Japan defies IS hostage-takers
January 21, 2015Japanese Prime Minister Shinzo Abe rushed home on Wednesday, cutting short a Middle East tour, to deal with the hostage-taking. In a video on Tuesday, the "Islamic State" (IS) said it wanted $200 million (170 million euro) paid by Friday.
In Tokyo, Chief Cabinet Secretary Yoshihide Suga said Japan would use diplomatic channels and "all kinds of media" to obtain the hostages' release.
It is the first time that the jihadist group has threatened Japanese captives.
He confirmed the identities of the men as Kenji Goto, a freelance journalist, and Haruna Yukawa, a security contractor, who were shown in a video wearing orange overalls, while a captor waved a knife near them.
Abe demands hostages' release
The video, released on Tuesday while Abe was visiting Jerusalem, was reminiscent of IS hostage-takings last year that ended in the beheadings of five Western hostages - two Britons and three Americans.
Japan is still trying to overcome the loss of 10 Japanese at the hands of militants in 2013 during an Algerian gas plant crisis.
Abe, while visiting Jerusalem, vowed on Tuesday that he would not bow to "terrorism" and demanded that the pair be released "immediately" and unharmed.
"Their lives are the top priority," Abe said.
In the video, a black-clad person said the ransom demanded by IS was equal to the sum of aid pledged by Japan to help Western powers "fight the Islamic State."
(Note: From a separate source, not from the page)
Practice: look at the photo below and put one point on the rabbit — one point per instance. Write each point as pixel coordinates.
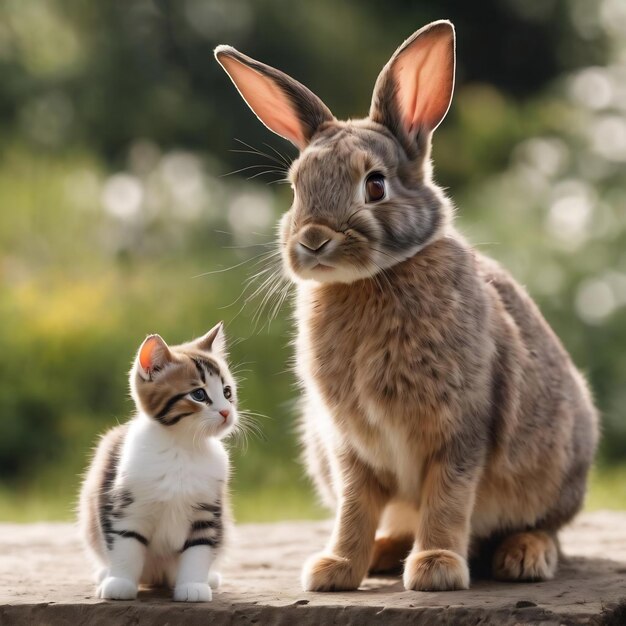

Japan has insisted that its aid amounts to non-military assistance for Middle East countries neighboring Syria and Iraq that have taken in refugees displaced by Syria's conflict and the IS' territorial expansion that spread from northern Syria into western Iraq in April last year.
Avoiding armed intervention
Japan has steered clear of joining armed engagements in the Middle East that have been undertaken by the US, Britain and other Western countries.
The chief spokesman for Japan's branch of the UN Children's Fund (UNICEF), Hiromasa Nakai, described Goto as a someone who had worked hard for children in the Islamic would at locations including Somalia.
"It is an extreme shock for us. We hope he will return safe,"
Abe dispatched his deputy foreign minister, Yasuhide Nakayana to Jordan to seek its support in resolving the hostage crisis.